PUERTO RICAN NATIONALIST LOPEZ FREED, RETURNS HOME
SAN JUAN, Puerto Rico — A Puerto Rican nationalist who is the last of his group still serving time for his role in a violent struggle for independence for the U. S. territory unexpectedly returned to the island Thursday to serve the remainder of a sentence commuted by outgoing President Barack Obama.
Oscar Lopez Rivera disembarked from an American Airlines jet that landed in the capital of San Juan and was placed under house arrest at his daughter’s apartment. He was originally scheduled to be released from prison in Terre Haute, Indiana, on May 17.
“Most prisoners go to halfway houses,” said U. S. Rep. Luis Gutierrez, who had requested and helped secured the transfer of the 74- year- old Lopez. “He got to go home to be with his daughter. That’s pretty unusual.”
Gutierrez said the warden agreed to Lopez’s transfer on the condition that it would be discreet. He and others including San Juan Mayor Carmen Yulin picked up Lopez in Indiana before dawn on Thursday and flew with him to Puerto Rico.
“I didn’t think it would be this easy,” Gutierrez said.
Lopez’s arrival was kept secret until just hours before his plane touched down, which angered supporters.
“They wanted to deprive him of a hero’s welcome,” said Mady Pacheco, 64, who brought her 4- year- old niece to the airport. “I wanted her to witness this historic moment.”
Lopez had been sentenced to 55 years in prison after he was convicted on one count of seditious con- spiracy, and he was later convicted of conspiring to escape from prison in Leavenworth, Kansas. He served nearly 13 years in solitary confinement, and Obama commuted his sentence last month.
Federal officials did not immediately respond to questions about the reason for his unexpectedly early release.
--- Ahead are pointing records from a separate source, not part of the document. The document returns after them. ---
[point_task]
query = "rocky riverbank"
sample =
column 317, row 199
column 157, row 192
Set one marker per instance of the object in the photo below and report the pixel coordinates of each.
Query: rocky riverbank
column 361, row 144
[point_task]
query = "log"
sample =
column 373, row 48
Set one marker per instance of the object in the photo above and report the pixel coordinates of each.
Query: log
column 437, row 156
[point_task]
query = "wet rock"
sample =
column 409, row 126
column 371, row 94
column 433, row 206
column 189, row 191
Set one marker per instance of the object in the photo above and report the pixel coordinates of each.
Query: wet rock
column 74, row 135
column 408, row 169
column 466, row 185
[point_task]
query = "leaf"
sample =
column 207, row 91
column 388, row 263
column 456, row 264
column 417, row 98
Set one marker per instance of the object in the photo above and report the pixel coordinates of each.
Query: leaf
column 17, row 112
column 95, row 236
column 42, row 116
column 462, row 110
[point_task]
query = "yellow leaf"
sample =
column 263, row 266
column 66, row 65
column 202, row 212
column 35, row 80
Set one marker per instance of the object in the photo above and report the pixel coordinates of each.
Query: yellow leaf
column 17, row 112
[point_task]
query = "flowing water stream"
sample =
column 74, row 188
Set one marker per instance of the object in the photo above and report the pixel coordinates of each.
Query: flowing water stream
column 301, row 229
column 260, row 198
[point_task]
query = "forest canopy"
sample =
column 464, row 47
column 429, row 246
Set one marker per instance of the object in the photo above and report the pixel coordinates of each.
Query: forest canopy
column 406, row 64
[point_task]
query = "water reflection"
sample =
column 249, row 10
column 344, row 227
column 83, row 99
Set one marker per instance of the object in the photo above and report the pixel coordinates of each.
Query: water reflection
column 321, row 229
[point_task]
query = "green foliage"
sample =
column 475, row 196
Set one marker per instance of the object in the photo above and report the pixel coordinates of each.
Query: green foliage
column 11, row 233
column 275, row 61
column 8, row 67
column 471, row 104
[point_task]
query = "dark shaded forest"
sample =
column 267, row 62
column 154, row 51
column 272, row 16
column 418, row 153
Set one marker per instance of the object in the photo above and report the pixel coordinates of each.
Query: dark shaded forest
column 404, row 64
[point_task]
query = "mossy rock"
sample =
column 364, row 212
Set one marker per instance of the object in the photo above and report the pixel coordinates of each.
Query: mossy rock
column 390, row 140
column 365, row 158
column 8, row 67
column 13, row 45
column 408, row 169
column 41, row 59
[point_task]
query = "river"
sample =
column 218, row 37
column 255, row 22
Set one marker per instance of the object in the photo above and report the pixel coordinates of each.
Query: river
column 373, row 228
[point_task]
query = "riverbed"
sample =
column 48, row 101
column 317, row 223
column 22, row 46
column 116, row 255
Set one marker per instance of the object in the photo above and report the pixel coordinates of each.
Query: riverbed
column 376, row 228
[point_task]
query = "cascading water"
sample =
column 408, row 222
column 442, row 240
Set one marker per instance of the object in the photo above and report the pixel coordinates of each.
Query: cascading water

Lopez was a member of the ultranationalist Armed Forces of National Liberation, which claimed responsibility for more than 100 bombings at public and commercial buildings during the 1970s and ’ 80s in New York, Chicago, Washington and other U. S. cities. The group’s most notorious bombing killed four people and injured more than 60 at New York’s landmark Fraunces Tavern in 1975. Lopez was not convicted of any role in that attack, but some still hold him responsible because of his ties to the ultranationalist group.